Vincent Van Gogh, an artist that skillfully executed paintings and drawings from his own emotion-filled perspective, was one of the most influential artists of the nineteenth century. Almost two hundred years after his death, he is still celebrated for the intensity of emotion that characterizes his work.
Many refer to him as a mystery. However, the creative and innovative force of his personality was so great that he gave form to his emotions and thoughts as an extension of himself in painting. He created paintings not just with colors but with colors representing everything that is within him morally, emotionally, spiritually, and psychologically.
Often credited as “the mad painter, a tortured soul” and “an artist who suffered greatly,” Vincent Van Gogh was a man with a zest for life, culture, and art. He had an unerring eye for beauty in all its shapes, sizes, and forms. And amongst all those who knew him, it was clear he was one of a kind— someone who generated creative energy unlike any other person before or since.
A Brilliant But Tortured & Tormented Life
Vincent Van Gogh was an eccentric artist with a tragic life. In addition to an unfortunate early departure from formal education and failures as a salesman in the art world, Van Gogh suffered difficulties with relationships with women and family members. He was a walking dichotomy, at times eating little but smoking, drinking, and possibly starving himself.

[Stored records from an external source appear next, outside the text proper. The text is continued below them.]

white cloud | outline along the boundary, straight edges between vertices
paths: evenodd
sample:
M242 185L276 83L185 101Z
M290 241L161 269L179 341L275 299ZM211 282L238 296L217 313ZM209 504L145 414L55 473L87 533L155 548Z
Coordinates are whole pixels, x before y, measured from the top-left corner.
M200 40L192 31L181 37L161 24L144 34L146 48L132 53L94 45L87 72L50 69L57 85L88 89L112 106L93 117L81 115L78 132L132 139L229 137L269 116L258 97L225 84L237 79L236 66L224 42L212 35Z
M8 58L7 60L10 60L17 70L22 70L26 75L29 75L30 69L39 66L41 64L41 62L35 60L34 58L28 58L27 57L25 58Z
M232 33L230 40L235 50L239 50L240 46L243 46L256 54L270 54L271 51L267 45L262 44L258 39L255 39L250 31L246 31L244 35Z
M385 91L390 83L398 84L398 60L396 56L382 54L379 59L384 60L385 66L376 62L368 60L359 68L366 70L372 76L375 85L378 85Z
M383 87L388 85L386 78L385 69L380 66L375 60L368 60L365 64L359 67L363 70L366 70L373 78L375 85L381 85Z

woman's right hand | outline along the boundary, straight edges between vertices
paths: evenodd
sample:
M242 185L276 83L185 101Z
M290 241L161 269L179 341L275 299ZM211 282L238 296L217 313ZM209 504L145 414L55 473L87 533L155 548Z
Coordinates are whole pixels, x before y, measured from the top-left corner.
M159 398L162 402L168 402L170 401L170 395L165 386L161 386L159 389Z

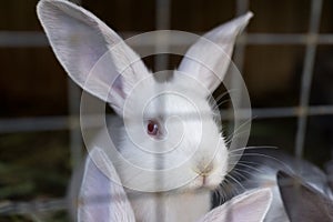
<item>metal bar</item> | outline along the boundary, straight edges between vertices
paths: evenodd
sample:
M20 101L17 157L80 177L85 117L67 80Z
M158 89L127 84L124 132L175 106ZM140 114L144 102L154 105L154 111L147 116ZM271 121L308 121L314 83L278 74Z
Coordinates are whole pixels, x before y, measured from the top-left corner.
M67 210L67 199L31 202L2 202L0 203L0 215L32 214L37 212Z
M72 0L74 3L80 4L81 0ZM69 114L71 117L78 115L80 112L80 99L81 99L81 90L80 88L73 83L73 81L68 78L67 79L68 87L68 103L69 103ZM77 169L81 165L83 153L82 153L82 135L80 128L71 128L70 129L70 159L71 165L73 169Z
M314 38L319 32L322 3L323 3L322 0L312 0L311 2L311 18L310 18L310 29L309 29L310 38ZM316 42L315 41L307 42L305 58L304 58L304 65L303 65L302 82L301 82L302 84L301 84L300 108L302 112L300 112L299 115L297 131L296 131L296 139L295 139L296 158L301 158L304 150L309 98L311 92L315 53L316 53Z
M170 10L171 10L171 1L170 0L157 0L155 1L155 21L157 21L157 30L168 30L170 29ZM167 44L159 44L157 42L164 41ZM168 51L170 48L170 38L167 34L159 34L155 43L155 52L160 51ZM154 67L155 71L165 71L168 69L169 64L169 54L161 54L155 58ZM164 81L168 79L168 75L165 74L159 74L157 75L158 81ZM164 107L163 101L161 102L161 105ZM164 167L164 159L155 159L154 160L154 167L155 169L163 169ZM158 172L158 171L155 171ZM154 182L157 184L163 183L165 181L165 176L163 176L163 173L155 174ZM162 195L162 194L157 194ZM158 198L158 203L155 204L155 218L159 219L159 221L165 221L165 203L162 201L162 198Z

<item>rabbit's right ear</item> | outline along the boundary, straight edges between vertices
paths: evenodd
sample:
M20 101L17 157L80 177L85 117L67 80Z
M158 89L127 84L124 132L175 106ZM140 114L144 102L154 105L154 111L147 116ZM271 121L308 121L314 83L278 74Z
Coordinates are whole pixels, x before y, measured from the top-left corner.
M215 208L199 222L262 222L271 202L270 189L249 191Z
M130 47L91 12L67 0L40 0L38 18L68 74L120 114L133 85L149 73Z
M323 193L283 171L278 172L278 184L291 222L333 220L333 202Z
M85 162L79 195L79 222L134 222L134 213L107 154L94 148Z

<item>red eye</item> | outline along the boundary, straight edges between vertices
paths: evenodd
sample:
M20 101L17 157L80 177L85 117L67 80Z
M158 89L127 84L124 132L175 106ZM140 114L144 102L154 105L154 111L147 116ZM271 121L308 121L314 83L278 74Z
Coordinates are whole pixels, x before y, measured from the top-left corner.
M153 120L149 120L147 123L147 132L150 135L158 135L159 134L159 123Z

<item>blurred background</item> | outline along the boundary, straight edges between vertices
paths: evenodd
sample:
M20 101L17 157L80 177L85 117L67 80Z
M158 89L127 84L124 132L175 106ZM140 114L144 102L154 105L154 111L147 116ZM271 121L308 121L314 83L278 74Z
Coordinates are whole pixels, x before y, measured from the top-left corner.
M84 157L81 92L48 44L37 2L0 3L0 222L69 221L67 189ZM332 0L74 2L124 38L158 29L202 33L253 11L234 53L253 107L249 145L278 147L321 168L332 159ZM173 69L180 58L147 58L152 70L161 61Z

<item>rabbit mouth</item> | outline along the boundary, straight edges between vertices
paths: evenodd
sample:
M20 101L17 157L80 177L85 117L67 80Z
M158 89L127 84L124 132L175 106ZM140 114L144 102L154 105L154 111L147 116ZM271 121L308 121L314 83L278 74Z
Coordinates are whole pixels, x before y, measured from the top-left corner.
M220 182L221 180L218 180L216 176L200 174L186 185L185 190L194 191L204 189L213 191L219 186Z

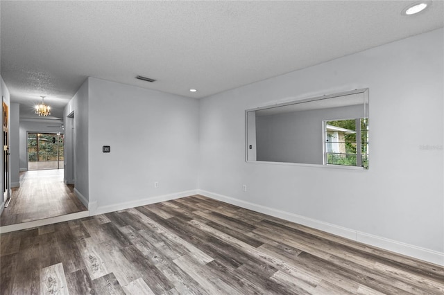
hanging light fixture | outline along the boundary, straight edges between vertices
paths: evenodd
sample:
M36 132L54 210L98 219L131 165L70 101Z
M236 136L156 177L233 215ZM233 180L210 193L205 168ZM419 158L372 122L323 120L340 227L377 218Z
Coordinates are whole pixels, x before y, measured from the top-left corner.
M35 106L35 114L46 117L51 115L51 107L44 104L44 96L40 97L42 98L42 103Z

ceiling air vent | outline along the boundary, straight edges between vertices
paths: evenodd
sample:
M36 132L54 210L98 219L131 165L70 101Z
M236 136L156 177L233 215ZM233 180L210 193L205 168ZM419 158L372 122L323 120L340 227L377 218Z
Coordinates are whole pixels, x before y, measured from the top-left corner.
M154 81L155 81L155 80L154 80L154 79L151 79L151 78L144 77L144 76L142 76L142 75L137 76L136 79L143 80L144 81L147 81L147 82L154 82Z

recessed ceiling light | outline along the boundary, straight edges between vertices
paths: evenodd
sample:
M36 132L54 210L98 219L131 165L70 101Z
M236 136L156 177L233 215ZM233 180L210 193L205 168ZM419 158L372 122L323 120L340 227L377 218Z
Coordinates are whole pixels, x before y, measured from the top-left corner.
M416 2L407 6L402 10L402 14L404 15L411 15L420 12L424 10L429 3L429 1Z

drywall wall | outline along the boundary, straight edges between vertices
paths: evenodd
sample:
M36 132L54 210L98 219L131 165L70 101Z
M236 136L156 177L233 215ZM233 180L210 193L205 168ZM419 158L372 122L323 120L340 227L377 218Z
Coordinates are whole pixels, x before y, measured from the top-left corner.
M74 119L67 116L74 112ZM88 79L65 107L65 181L74 184L74 191L87 206L89 200ZM73 128L74 127L74 128Z
M10 163L11 163L11 188L20 186L19 172L19 126L20 126L20 105L11 103L10 108Z
M199 188L442 255L443 36L436 30L204 98ZM367 87L368 170L246 163L246 109Z
M92 207L112 211L196 190L198 101L94 78L88 80ZM103 145L110 145L110 152L102 152Z
M19 132L20 171L26 171L28 170L28 151L26 150L28 132L63 132L63 129L61 128L49 127L61 125L62 124L63 124L63 122L61 120L33 119L20 120Z
M256 117L257 161L323 164L323 120L362 116L362 105Z

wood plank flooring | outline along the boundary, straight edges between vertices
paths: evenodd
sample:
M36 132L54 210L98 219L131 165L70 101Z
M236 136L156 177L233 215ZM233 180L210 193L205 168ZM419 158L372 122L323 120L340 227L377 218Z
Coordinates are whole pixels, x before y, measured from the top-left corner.
M1 240L1 294L440 294L444 268L194 195Z
M63 182L63 170L20 172L20 187L0 217L0 226L16 224L87 211Z

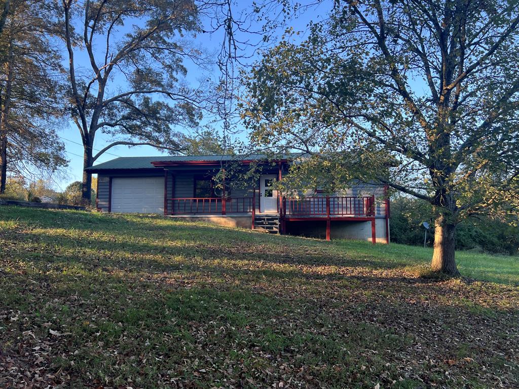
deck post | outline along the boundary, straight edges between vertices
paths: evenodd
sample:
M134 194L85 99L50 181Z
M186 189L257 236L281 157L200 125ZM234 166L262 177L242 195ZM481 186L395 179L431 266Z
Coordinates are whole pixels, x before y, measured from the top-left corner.
M384 187L384 194L386 196L386 243L389 244L389 198L388 197L388 186Z
M175 176L172 173L171 174L171 212L170 214L173 215L175 213L175 200L173 199L175 198ZM179 203L179 206L180 206L180 203Z
M281 199L281 233L284 233L286 231L286 221L285 216L286 216L286 198L283 196Z
M227 213L227 201L225 200L225 170L222 170L222 214Z
M330 240L330 232L332 229L332 220L330 217L330 196L326 197L326 240Z
M254 218L256 217L256 188L252 188L252 220L251 221L251 229L254 229Z
M377 231L375 226L375 220L374 216L371 219L371 242L373 244L377 243Z
M164 216L168 214L168 170L164 169Z
M281 181L281 171L282 168L281 166L281 161L278 161L278 182L280 183ZM280 190L277 191L278 193L278 212L280 213L281 212L281 208L283 206L282 203L281 202L281 193Z

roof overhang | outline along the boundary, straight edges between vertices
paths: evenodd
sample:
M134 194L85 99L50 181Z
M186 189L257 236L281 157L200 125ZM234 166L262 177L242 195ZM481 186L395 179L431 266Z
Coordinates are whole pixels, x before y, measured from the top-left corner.
M220 161L153 161L152 164L156 168L165 168L170 166L220 166L230 162L239 162L243 165L249 165L254 162L260 162L262 160L242 159ZM288 159L270 160L271 162L285 163Z
M159 171L159 169L155 168L129 168L128 169L96 169L95 166L91 166L87 168L85 170L91 173L111 173L116 174L125 173L153 173L154 172Z

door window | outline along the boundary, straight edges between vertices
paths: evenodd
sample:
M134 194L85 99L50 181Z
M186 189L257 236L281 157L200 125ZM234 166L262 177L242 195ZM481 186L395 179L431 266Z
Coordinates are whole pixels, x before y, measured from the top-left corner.
M271 178L265 178L265 197L274 197L274 191L272 189L272 183L274 182L273 179Z

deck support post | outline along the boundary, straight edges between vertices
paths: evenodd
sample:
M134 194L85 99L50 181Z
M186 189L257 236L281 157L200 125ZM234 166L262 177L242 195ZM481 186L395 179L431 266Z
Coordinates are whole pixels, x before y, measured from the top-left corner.
M175 200L173 199L175 198L175 175L173 174L171 174L171 211L170 213L170 215L173 215L175 213Z
M281 198L281 233L284 233L286 231L286 221L285 216L286 215L286 199L284 197Z
M225 170L222 170L222 214L227 213L227 201L225 200Z
M376 221L374 216L371 219L371 242L373 244L377 243Z
M254 229L254 219L256 218L256 188L252 188L252 219L251 220L251 229Z
M388 186L384 187L384 194L386 197L386 243L389 244L389 198L388 197Z
M330 216L330 196L326 197L326 240L330 240L332 229L332 220Z
M164 216L168 215L168 170L164 169Z

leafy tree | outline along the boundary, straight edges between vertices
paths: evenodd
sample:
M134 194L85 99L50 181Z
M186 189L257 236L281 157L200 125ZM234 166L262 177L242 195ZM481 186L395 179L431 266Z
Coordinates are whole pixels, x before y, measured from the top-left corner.
M68 162L54 129L63 113L58 102L61 57L49 27L52 7L38 0L5 4L3 26L0 19L0 193L8 170L27 175Z
M517 3L334 4L251 71L251 139L333 164L331 185L357 175L428 202L431 267L457 275L456 225L519 203Z
M204 64L189 39L201 32L199 8L191 0L63 0L62 11L70 114L81 135L84 168L118 145L179 151L180 133L172 126L196 127L204 98L182 80L184 60ZM79 51L88 67L77 71ZM94 155L99 131L113 142ZM87 172L82 185L83 198L90 199Z
M192 135L182 137L179 142L186 154L191 155L233 154L234 149L229 137L214 131L203 130Z
M60 204L69 205L93 205L95 204L93 199L91 200L85 200L82 196L83 183L81 181L74 181L67 185L65 190L58 197L58 202ZM95 191L91 189L90 193L91 198L95 198Z

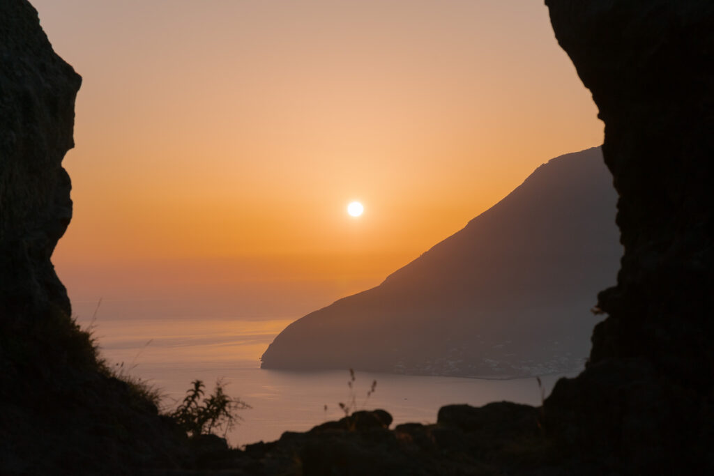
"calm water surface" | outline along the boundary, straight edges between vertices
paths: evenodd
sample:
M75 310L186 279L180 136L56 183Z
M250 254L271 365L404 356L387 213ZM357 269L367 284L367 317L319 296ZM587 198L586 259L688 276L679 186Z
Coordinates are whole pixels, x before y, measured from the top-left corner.
M252 409L227 435L233 445L277 440L286 430L305 431L343 416L349 374L345 370L286 372L261 370L258 358L275 336L293 320L96 320L91 325L110 365L140 377L165 395L166 409L183 399L191 380L209 388L222 378L231 396ZM560 376L542 378L550 391ZM376 391L366 396L373 380ZM356 373L357 409L383 408L394 424L433 422L440 407L449 403L481 405L506 400L538 405L534 378L509 380L396 375ZM325 406L327 405L327 409Z

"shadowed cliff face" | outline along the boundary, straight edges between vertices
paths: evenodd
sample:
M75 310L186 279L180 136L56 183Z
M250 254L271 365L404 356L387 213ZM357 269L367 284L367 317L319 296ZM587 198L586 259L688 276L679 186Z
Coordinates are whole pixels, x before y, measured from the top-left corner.
M714 3L546 4L605 121L625 246L588 368L546 415L631 472L711 467Z
M69 314L50 262L72 216L62 158L81 78L26 1L0 0L0 317Z

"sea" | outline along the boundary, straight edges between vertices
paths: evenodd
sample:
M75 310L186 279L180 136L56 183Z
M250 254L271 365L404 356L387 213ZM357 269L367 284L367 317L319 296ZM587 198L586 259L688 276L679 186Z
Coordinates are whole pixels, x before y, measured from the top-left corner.
M483 405L509 400L540 405L563 376L511 380L404 375L348 369L294 372L260 368L260 356L293 319L78 319L89 330L101 355L116 371L140 378L163 395L161 410L171 411L191 382L212 390L219 379L231 397L249 409L225 433L235 447L278 440L285 431L306 431L344 416L341 402L353 410L382 408L394 425L432 423L438 409L452 403ZM370 393L373 382L375 391ZM369 395L368 395L369 394Z

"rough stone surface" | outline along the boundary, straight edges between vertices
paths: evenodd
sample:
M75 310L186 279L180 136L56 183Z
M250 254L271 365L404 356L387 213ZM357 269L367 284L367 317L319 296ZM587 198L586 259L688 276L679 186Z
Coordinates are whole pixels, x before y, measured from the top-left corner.
M71 312L50 257L72 216L61 162L81 82L34 9L0 1L0 319Z
M0 474L191 464L186 437L116 378L71 318L50 257L72 213L62 168L81 78L25 0L0 0Z
M625 247L585 371L545 412L625 472L714 472L714 3L548 0L605 124Z

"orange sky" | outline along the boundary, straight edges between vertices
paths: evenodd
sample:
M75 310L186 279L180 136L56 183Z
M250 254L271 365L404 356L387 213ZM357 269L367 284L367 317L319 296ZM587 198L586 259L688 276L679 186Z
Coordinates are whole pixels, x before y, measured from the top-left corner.
M602 142L540 1L32 3L84 76L54 258L80 314L300 317Z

He suffered from complex psychiatric ailments that affected Vincent van Gogh artwork. In addition, he used to drink excessively and use tobacco in large quantities. These activities made Van Gogh’s health deteriorate further. When not working, he was prone to fits of mania and depression.
His heavy style and distorted forms reveal his tortured psyche. The colors are vivid and striking, the brush strokes unkempt, with angles and contours that have no defined purpose. Nevertheless, his work is not just telling of a troubled life; it also reflects the world in its entirety.
Perhaps he tried to convey the struggle between man and his animal nature, reality, and the unconscious mental conflicts within him. Or maybe he explained that everything in life is a struggle and that you have to fight for each victory to find your place in this world. Either way, his famous masterpieces portray his life’s struggles and triumphs.
Van Gogh’s incurable melancholy and intense sensitivity made him particularly receptive to the spiritual messages of art. He viewed painting as having a healing effect, one of the few ways to express that which is too deep to be expressed in words. Van Gogh’s body of work was not only his way of showing others his love for them and everything around him, but it was also an ascetic form of self-expression.
The unusual perspective, vibrant colors, and bold brush strokes create a whole new world on canvas. He was known for his innovative style of painting that has inspired many artists in many generations. Van Gogh lived for his art, living mostly by his own rules, staying faithful only to God, nature, and himself until death took him away from this world at age 37.
He used different compositions and experiments with technique, including a distinctive impasto, in which thickly applied paint appears to drag on the canvas, thereby giving works a roughness or surface quality. In addition, Van Gogh sought intense personal expression in his art, whether conveying melancholia or exhilaration and celebration.
His paintings have fascinated me for generations, not only for their unique artistic features but also for their psychological insight into the troubled mind of an artist plagued by illness and depression.
The Starry Night
This enigmatic artwork by Van Gogh is pure genius. Van Gogh painted Starry Night in 1889 while living in an asylum in Saint-Rémy-de-Provence. The painting is his greatest work of art— full of turmoil but also beauty and emotion. In fact, he wrote to his brother Theo that ‘the night was starry’ and it made him restless. This was when he painted this masterpiece.
The artist uses vivid yellow, ultramarine, blue and orange strokes to convey his vision of a world filled with mystery, drama, and emotion. But that’s not all; the dazzling yellow and orange tones are reminiscent of the sunsets; Van Gogh witnessed in Arles, and this overabundance of color is balanced by a dark vista beyond. In addition, the drama takes on a personal dimension: nightfall on the artist’s own soul.
While it was a dark and challenging time for van Gogh, he shows that even in the darkest of nights, there is still hope. He paints sparkling stars filling the sky, guided by light shining from the windows of houses in the village below. It seems that Van Gogh was portraying that even with a dark night, it is still possible to see the light.
The Bottom Line
Vincent Van Gogh was an incredibly passionate and fragile artist who created amazing and powerful art that shook the world. His expressive style is perhaps unmatched in his era and inspired many artists afterward.